Pro tip: aim to use auto instrumentations – Check the OpenTelemetry registry to find all available instrumentations libraries https://opentelemetry.io/registry/
However, there are a few common use cases for using manual instrumentations:
- Unsupported auto instrumentations – Not all libraries in all languages have a ready-to-use instrumentation. In that case, you want to instrument these libraries manually and even create and contribute an instrumentation on your own.
- Internal libraries – many organizations create their own libraries (for various reasons), which require you to create your own instrumentation. If that is the case, here’s what you can do:
- Take inspiration from a similar open-source that has instrumentations.
- Follow the OpenTelemetry specification so that your visualization tool would work as expected.

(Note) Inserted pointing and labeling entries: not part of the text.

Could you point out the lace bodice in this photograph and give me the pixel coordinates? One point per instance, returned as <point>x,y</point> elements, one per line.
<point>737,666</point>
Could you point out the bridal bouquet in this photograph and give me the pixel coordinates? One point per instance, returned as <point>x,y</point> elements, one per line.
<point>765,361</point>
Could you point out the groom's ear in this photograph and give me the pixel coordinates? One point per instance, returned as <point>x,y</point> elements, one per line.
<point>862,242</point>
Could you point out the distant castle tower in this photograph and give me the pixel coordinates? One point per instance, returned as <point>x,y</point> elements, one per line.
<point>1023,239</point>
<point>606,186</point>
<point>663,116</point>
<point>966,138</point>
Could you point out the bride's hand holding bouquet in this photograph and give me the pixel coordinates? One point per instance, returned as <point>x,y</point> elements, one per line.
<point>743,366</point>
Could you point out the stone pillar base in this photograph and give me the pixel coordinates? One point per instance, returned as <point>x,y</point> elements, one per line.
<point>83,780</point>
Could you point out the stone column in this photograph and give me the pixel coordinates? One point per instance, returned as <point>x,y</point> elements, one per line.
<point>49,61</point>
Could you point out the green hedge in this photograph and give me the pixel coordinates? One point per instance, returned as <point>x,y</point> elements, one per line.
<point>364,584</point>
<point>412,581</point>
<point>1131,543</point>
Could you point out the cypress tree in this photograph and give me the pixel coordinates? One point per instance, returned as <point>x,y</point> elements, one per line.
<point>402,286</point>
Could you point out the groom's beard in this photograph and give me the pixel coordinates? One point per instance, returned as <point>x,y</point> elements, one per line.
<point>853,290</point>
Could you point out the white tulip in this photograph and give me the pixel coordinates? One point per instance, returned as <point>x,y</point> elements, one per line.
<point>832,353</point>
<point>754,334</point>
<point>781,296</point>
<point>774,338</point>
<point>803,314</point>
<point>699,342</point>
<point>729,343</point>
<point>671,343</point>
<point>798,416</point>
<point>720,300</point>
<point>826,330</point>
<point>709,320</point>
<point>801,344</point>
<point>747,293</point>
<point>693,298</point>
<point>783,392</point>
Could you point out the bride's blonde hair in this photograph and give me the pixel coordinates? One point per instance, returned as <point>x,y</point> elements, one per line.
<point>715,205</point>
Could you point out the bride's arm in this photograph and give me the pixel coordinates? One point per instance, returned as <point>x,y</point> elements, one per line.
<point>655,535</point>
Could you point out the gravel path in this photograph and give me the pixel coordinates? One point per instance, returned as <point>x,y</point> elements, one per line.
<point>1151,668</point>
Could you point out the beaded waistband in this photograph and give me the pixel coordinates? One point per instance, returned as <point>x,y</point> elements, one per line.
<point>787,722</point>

Before you start working on manual instrumentation, you should know that manual instrumentations:
- Require good knowledge of OpenTelemetry
- Are time-consuming and hard to maintain
Learn hands-on how to use instrumentations in the OpenTelemetry Bootcamp:
- Episode 2 – How to run an auto instrumentation
- Episode 5 – How to create your own custom instrumentation.
Get Started with OpenTelemetry
In this guide, we covered the very fundamentals of OpenTelemetry. There is a lot more to learn and understand, especially if you plan on implementing OpenTelemetry in your company.
If you want to learn more, you can check out this free, 6 episodes, OpenTelemetry Bootcamp (vendor-neutral).
The Bootcamp contains live coding examples where you can follow along.
It’s basically your OpenTelemetry playbook where you will learn everything, from very hands-on basics to scaling and deploying to production:
- Episode 1: OpenTelemetry Intro and Basic Deployment
- Episode 2: Integrate Your Code (logs, metrics and traces)
- Episode 3: Deploy to Production + Collector
- Episode 4: Sampling and Dealing with High Volumes
- Episode 5: Custom Instrumentation
- Episode 6: Testing with OpenTelemetry
Span – A span is a description of an action/operation that occurs in our system; an HTTP request or a database operation that spans over time (start at X and has a duration of Y milliseconds). Usually, it will be the parent and/or child of another span.
Trace – ‘call-stacks’ for distributed services. They represent a list of spans connected in a child/parent relationship. Traces specify how requests are propagated through our services and other components (DB, data sources, queues, etc). For example, sending an API call to user-service resulted in a DB query to users-db.
Instrumentation – instrumentation libraries allow us to gather data and create spans (manually or automatically), based on different libraries in our applications such as AWS SDK, Redis client, etc. We will use it to understand our software’s performance and behavior.
Auto instrumentation – Ready to use OpenTelemetry libraries that let us automatically create spans from the application libraries we use.
Manual instrumentation – Manually add code to your application in order to define the beginning and end of each span as well as the payload.
Context propagation – The mechanism that allows us to correlate spans across services. The context is transferred over the network using metadata such as HTTP headers.
Jaeger Tracing – An open-source tool that allows trace visualization.
Collector – A component that receives all the telemetry data that is being sent by the OpenTelemetry SDK and allows us to send data to any configured destination, like a database or a visualization tool.
OpenTelemetry specification – Describes the requirements and expectations for all languages and implementations.
OpenTelemetry distro – A customized version of the OpenTelemetry SDK that is vendor or end-user-specific.
Telemetry – The data that we use to monitor our applications. It’s a term meant to cover a wide range of data types, such as metrics, logs, and distributed traces.
Observability – Observability is a measure of how well the internal states of a system can be inferred from knowledge of its external outputs.
The three pillars of observability – The tools we use to get observability. Logs, metrics, and traces.